An international online magazine that publishes Surrealist poetry in English.


Issue Twelve

  

JEFF FRIEDMAN




Dictator


He scrubs his hands until the soap bleeds on his fingertips, and then he scrubs them until the dispenser of pink soap is empty, and he holds his hands under the dryer, waiting for the new dispenser to be attached. Then he scrubs them again until he thinks the army of bacteria has fallen to its grave. Later, his white palms flash in the eyes of his followers as he silences the cheering and shouting. When he speaks into the microphone, he sneers and hisses. He is in command of the crowd and their anger, in command of the men with the automatic weapons pressing against their large bellies, in command of the air that parts around him and the sky that will rain hell on his enemies. He is surrounded, but avoids touching anyone or anything. He calls out to his followers and they call out to him. He reaches out as if to embrace each one of them, as if to take each one in his arms and send him out on a special mission. The sun squeezes his orange face—as the dirty hands of pickpockets steal through the crowd, lifting wallet after wallet.

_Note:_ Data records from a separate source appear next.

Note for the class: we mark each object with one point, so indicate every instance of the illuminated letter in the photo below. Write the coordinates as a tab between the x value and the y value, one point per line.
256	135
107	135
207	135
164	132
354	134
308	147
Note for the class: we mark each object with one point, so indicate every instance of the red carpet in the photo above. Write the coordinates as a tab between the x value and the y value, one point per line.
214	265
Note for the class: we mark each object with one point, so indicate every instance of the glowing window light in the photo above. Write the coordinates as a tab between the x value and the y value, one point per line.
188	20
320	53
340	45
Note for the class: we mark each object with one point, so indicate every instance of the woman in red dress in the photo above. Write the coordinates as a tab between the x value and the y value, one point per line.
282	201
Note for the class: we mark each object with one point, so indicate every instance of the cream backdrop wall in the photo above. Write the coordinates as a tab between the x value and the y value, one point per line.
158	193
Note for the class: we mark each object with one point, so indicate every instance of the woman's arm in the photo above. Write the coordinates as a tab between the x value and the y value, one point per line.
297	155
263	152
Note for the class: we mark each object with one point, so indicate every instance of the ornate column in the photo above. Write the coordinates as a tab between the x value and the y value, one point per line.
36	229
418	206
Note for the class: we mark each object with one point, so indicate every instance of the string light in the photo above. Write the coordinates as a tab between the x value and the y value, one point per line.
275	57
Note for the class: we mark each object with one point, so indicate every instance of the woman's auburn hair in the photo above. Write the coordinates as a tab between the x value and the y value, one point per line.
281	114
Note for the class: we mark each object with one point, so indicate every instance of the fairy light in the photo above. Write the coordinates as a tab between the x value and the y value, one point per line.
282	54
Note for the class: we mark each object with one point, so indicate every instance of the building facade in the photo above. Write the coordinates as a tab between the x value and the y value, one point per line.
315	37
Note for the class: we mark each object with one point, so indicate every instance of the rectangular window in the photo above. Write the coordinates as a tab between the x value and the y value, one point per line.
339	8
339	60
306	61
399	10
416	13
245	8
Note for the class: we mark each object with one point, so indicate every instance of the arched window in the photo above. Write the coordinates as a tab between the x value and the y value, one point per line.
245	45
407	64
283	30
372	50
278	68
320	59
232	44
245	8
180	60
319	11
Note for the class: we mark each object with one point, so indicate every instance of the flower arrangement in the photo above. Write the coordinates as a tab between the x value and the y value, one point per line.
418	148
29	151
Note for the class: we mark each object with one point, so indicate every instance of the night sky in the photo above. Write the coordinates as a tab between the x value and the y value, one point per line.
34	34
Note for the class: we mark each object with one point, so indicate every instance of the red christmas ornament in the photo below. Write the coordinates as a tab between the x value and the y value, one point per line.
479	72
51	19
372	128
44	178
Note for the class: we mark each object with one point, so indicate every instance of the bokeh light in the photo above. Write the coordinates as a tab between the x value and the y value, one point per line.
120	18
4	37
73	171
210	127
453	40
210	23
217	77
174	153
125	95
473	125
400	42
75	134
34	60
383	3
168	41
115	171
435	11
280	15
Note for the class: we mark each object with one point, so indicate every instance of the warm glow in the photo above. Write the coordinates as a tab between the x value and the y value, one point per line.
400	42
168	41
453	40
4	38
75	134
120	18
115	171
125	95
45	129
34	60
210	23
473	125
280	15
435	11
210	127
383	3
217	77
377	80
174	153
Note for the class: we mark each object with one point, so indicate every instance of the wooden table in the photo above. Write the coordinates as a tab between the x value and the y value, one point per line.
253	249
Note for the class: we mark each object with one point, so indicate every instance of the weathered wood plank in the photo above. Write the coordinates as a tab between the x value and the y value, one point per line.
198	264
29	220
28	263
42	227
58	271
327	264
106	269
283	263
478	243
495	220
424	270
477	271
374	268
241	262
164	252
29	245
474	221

The Boy at the Lake Beneath the Mountain


The boy threw a stone into the water and barely cracked the surface. Certainly he could do better than that. He picked up a rock and pitched it harder, and the water rose a few feet before the rock disappeared. Then he picked up a larger rock and hurled it. A fountain of water rose forty feet and fell soaking him. Now he was pleased with himself and confident. Next, he found a huge boulder, picked it up and carried it to the edge of the shore. Hoisting it over his head with a sudden strength, he heaved it into the belly of the water, and this time the whole lake flew into the sky, hovering over the boy as he ran through the crater gathering shells and coins as quickly as he could.




Hiding the Truth


After we memorized the truth, we put it in a box and buried it, so no one could steal it. At our
meetings, we repeated the truth so we wouldn't forget it, but over time, we remembered it
differently. At first there were small discrepancies, but then we couldn't agree on whole passages
or sections. "What good is the truth if we can't remember it precisely?" one of us asked. "Can't
there be a little give and take in the truth," one of us responded. "But what good is the truth if we
all have our own version of it," another said. And another asked, "What good is the truth if it's
buried?" We looked at each other, shaking our heads. We didn't have answers to the questions,
so we decided to dig up the truth. When we opened the box, it had broken down into phonemes.
We tried to piece the truth together, but then we discovered that there were whole phrases
missing, and finally, the truth just no longer made sense.





Jeff Friedman is from New Hampshire. He is the author of nine previous poetry collections, including Pretenders (Carnegie Mellon University Press, 2014), Floating Tales (Plume Editions/MadHat Press, 2017), and The Marksman (Carnegie Mellon University Press, 2020). His tenth collection, Ashes in Paradise, will be published by Madhat Press in March 2023. His poems, mini tales and translations have appeared in American Poetry Review, Poetry, New England Review, Poetry International, Hotel Amerika, SurVision, Flash Fiction Funny, Flash Nonfiction Funny, Fiction International, New World Writing. The New Republic, SurVision, etc.